Они выпили. Причем — коренастый человек — мелкими хлюпающими глотками, и, сглотнув таким образом в последний раз, замер, как недавно Сергуня, не в силах произнести ни единого слова. Манаев сразу же набубырил ему холодной воды. И дал запить. Но это не помогло. Дыхание у коренастого человека не восстанавливалось.

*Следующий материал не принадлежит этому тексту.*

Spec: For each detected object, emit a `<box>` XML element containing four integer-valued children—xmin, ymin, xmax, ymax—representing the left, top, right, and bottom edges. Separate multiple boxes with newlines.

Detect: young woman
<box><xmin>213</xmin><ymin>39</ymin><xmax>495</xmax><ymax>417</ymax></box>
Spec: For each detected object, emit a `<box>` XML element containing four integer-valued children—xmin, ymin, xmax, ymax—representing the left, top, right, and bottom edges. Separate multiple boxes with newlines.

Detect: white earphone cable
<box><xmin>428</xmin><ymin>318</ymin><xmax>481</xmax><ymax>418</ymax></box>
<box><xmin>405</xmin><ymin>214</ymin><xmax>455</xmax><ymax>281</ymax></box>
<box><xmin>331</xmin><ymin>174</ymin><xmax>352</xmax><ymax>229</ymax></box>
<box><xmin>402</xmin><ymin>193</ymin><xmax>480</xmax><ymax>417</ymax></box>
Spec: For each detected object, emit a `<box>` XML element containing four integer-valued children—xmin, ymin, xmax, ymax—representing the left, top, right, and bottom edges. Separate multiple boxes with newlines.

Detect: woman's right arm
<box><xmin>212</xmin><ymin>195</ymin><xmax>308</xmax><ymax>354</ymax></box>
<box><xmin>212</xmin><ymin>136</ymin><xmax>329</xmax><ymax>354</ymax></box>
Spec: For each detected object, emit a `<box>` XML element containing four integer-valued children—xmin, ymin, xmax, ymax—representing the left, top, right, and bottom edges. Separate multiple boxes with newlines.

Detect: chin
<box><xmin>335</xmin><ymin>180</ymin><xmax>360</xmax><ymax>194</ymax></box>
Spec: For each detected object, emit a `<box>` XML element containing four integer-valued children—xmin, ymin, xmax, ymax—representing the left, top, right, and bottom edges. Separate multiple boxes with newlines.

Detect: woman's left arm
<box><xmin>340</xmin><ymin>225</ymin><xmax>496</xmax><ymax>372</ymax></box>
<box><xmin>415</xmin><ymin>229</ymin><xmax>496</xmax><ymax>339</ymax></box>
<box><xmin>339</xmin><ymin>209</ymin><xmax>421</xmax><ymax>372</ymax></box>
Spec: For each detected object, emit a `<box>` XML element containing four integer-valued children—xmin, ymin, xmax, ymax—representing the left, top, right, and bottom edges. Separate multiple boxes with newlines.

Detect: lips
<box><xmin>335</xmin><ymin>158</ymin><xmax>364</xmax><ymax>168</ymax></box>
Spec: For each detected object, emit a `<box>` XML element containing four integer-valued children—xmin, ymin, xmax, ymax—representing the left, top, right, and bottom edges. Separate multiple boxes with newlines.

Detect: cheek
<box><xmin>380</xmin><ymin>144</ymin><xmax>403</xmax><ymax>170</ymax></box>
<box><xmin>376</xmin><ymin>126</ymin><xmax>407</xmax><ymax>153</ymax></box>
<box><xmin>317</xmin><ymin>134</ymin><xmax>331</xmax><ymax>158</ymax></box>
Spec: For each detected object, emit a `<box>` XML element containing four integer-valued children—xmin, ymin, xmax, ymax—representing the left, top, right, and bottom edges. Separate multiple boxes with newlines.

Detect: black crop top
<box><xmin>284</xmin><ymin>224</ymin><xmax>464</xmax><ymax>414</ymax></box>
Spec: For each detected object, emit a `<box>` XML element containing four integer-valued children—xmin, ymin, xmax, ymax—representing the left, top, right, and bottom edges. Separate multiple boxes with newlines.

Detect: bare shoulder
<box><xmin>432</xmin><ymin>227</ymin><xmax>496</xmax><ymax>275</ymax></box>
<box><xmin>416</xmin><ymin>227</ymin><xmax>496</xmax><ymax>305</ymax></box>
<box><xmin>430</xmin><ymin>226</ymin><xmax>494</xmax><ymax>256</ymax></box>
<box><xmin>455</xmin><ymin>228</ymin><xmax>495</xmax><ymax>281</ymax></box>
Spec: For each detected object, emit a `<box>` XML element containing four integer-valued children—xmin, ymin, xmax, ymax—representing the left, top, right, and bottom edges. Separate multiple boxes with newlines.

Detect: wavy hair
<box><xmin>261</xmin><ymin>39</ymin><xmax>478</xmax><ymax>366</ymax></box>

Жестами он показал Манаеву, что, дескать, давай по второй.

— Пожалуйста, — ответил Манаев.

Но едва он успел снов разлить коньяк, как дверь в туалет распахнулась и ворвался разъяренный, малиновый от накопленного внутри бешенства министр, и буквально с порога замахал кулаками.

— Опять твои штучки, Павлуша?… — прохрипел он. — Ты дождешься, я тебя в самом деле уволю!.. Почему я должен разыскивать тебя по всему зданию?…

Вероятно, министр кричал бы и дальше, но в этот момент коренастый человек, наконец, пришел в себя: на лице его появились признаки жизни.

Он длинно выдохнул:

— Фу-у-у!.. По-моему, прижилась… — И, обернувшись, холодновато спросил. — А в чем, собственно, дело, товарищ Бочкин?

Министра как будто током ударило. Он открыл было рот, потом закрыл его, открыл вторично — постоял так некоторое время, и вдруг лицо его расплылось в умильной улыбке.

— Владимир Юрьевич! — радостно воскликнул он. — А меня вот тут вызвали — на Коллегию… Коллегия у нас сегодня… А помощник мой, Павлуша… запропастился…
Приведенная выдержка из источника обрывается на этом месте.